Portfolio optimization has been the primary focus for global players as they seek to improve margins and generate adequate returns in a period of flat commodity prices and rising costs. That focus on cost and capital availability will continue to rule business decisions going forward.

Canadian LNG projects will have to compete globally for capital against projects in many jurisdictions. For example, the significant capital requirements for pipelines, infrastructure, liquefaction facilities and development of the required natural gas reserves for Canadian projects will have to compete with brownfield projects in the US where a far more developed infrastructure capable of supporting LNG exports already exists.

For participants looking to grab some share of the multi-billion dollar spend that will be needed to advance the BC LNG projects, the dynamics of this capital allocation process and the global organizations that are behind the projects add to the complexity. Where are the decisions being made? To secure a contract, do sales calls get made in Canada, Houston or somewhere in Asia? What is the timing of the spend? Will global procurement practices and world-class best practices in areas such as “modularization” leave room for BC content? And, will wage inflation zap profit margins both for the project owners and contractors?

Another challenge to those assessing an investment in a Canadian LNG project is the ongoing chess game around how LNG cargos will be priced. Our recent report, Competing for LNG demand: the pricing structure debate, digs into this challenge. LNG buyers are holding out for supply contracts that break — or at least modify — the traditional oil-indexed linked contracts. Sellers (the project developers) argue that their projects simply are not economically viable unless they earn sufficient premium over simple Henry Hub pricing models. Buyers are proceeding cautiously, pointing to the large number of announced “new build LNG projects” globally and assert that there will be plenty of LNG supply (given if all announced projects were to proceed there would be a significant oversupply based on current demand forecasts).

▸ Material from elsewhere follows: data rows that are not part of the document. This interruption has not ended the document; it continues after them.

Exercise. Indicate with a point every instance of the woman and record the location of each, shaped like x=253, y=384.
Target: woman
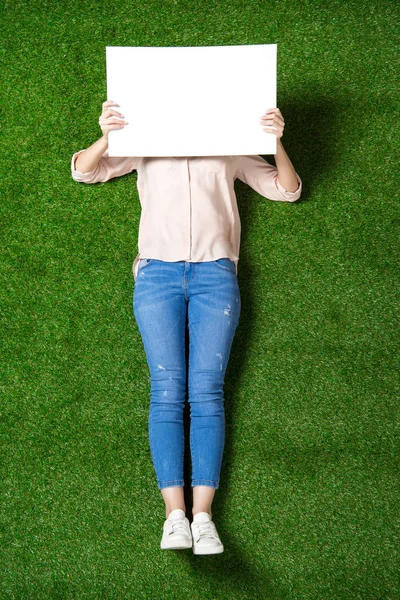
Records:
x=186, y=277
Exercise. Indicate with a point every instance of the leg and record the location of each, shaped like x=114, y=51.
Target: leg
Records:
x=173, y=498
x=214, y=310
x=203, y=496
x=160, y=312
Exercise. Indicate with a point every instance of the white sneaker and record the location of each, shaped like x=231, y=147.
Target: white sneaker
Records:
x=176, y=532
x=205, y=537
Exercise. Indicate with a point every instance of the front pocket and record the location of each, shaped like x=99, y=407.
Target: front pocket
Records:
x=226, y=264
x=144, y=262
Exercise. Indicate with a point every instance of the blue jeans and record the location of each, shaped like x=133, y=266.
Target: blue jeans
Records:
x=205, y=298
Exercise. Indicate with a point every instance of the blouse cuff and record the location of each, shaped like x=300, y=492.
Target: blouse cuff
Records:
x=78, y=175
x=290, y=195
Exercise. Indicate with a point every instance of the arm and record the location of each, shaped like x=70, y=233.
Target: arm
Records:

There is considerable risk to LNG buyers, however, that they will find themselves short of LNG. Given the structural challenges to achieving adequate returns that many of the global oil and gas companies are facing, and the cost blow-outs on many of the recent LNG projects, it seems unlikely that projects will proceed, in Canada or elsewhere, unless acceptable pricing arrangements are achieved. And, no new LNG facilities, means no downward pressure on LNG prices.

Another dynamic affecting Canadian LNG projects is the structuring required to accommodate the multi-faceted nature of the projects. Upstream spending decisions, the need for significant investments in pipeline and midstream facilities, the multi-billion dollar investment in liquefaction facilities, ports, logistics, and the need for sophisticated marketing operations to manage complex processes leads to complex business structures. Add to the mix the need for project structuring to achieve desired risk management and mitigation objectives. All projects will also require very sophisticated financing structures to support the required project returns. The good news for Canadian projects is that the financiers will see relatively little geopolitical risk. The more challenging news is that many perceive relatively higher project cost risks, given the Australian LNG experience and Canada’s cost history in the oilsands.

Many wonder why decisions appear to be developing slowly in a world where there exists a significant arbitrage opportunity between North American natural gas prices and the value of those molecules sold as LNG into Asian markets. The complexity of the capital allocation process provides some insight.